The attempt to contact Autodiscover using the HTTP Redirect method failed.
Test Steps
Attempting to resolve the host name autodiscover.vnc.qld.edu.au in DNS.
Host successfully resolved
Additional Details
IP(s) returned: 203.206.132.236

Testing TCP Port 80 on host autodiscover.vnc.qld.edu.au to ensure it is listening and open.
The port was opened successfully.
Checking Host autodiscover.vnc.qld.edu.au for an HTTP redirect to AutoDiscover
ExRCA failed to get an HTTP redirect response for Autodiscover.
Tell me more about this issue and how to resolve it
Additional Details
An HTTP 403 error was received because ISA Server denied the specified URL.

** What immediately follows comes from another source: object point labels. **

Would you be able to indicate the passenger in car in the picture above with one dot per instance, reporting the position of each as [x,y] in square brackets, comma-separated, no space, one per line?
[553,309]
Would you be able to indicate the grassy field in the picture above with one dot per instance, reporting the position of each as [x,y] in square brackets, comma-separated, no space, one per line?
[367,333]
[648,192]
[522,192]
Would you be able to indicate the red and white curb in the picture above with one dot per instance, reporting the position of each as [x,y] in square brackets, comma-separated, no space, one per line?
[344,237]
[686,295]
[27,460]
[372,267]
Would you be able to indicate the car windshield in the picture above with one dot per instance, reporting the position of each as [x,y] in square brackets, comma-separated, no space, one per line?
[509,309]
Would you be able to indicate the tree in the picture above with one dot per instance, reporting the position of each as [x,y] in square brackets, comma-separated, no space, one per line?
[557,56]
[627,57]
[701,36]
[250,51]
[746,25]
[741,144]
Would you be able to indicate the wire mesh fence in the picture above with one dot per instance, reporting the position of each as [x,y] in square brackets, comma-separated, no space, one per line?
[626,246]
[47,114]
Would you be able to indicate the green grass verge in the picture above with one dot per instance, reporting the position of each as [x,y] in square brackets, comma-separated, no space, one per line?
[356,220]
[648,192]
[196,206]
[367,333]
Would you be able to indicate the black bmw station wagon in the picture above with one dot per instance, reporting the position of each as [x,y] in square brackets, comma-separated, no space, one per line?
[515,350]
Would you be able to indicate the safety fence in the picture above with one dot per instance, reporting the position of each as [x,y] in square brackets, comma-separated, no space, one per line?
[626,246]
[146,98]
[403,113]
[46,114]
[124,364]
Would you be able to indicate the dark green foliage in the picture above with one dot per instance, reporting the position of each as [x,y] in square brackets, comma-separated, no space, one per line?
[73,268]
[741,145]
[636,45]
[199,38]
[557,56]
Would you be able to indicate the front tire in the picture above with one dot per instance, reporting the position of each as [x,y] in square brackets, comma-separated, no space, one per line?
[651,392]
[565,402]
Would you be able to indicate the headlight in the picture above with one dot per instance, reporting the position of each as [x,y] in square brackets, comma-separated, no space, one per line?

ExRCA is attempting to contact the Autodiscover service using the DNS SRV redirect method.
Failed to contact AutoDiscover using the DNS SRV redirect method.
Test Steps
Attempting to locate SRV record _autodiscover._tcp.vnc.qld.edu.au in DNS.
The Autodiscover SRV record wasn't found in DNS.
Tell me more about this issue and how to resolve it




To resolve this open the exchange rule on your ISA server or TMG. On the public names tab add the autodiscover record.



On the paths tab add in the autodiscover directory.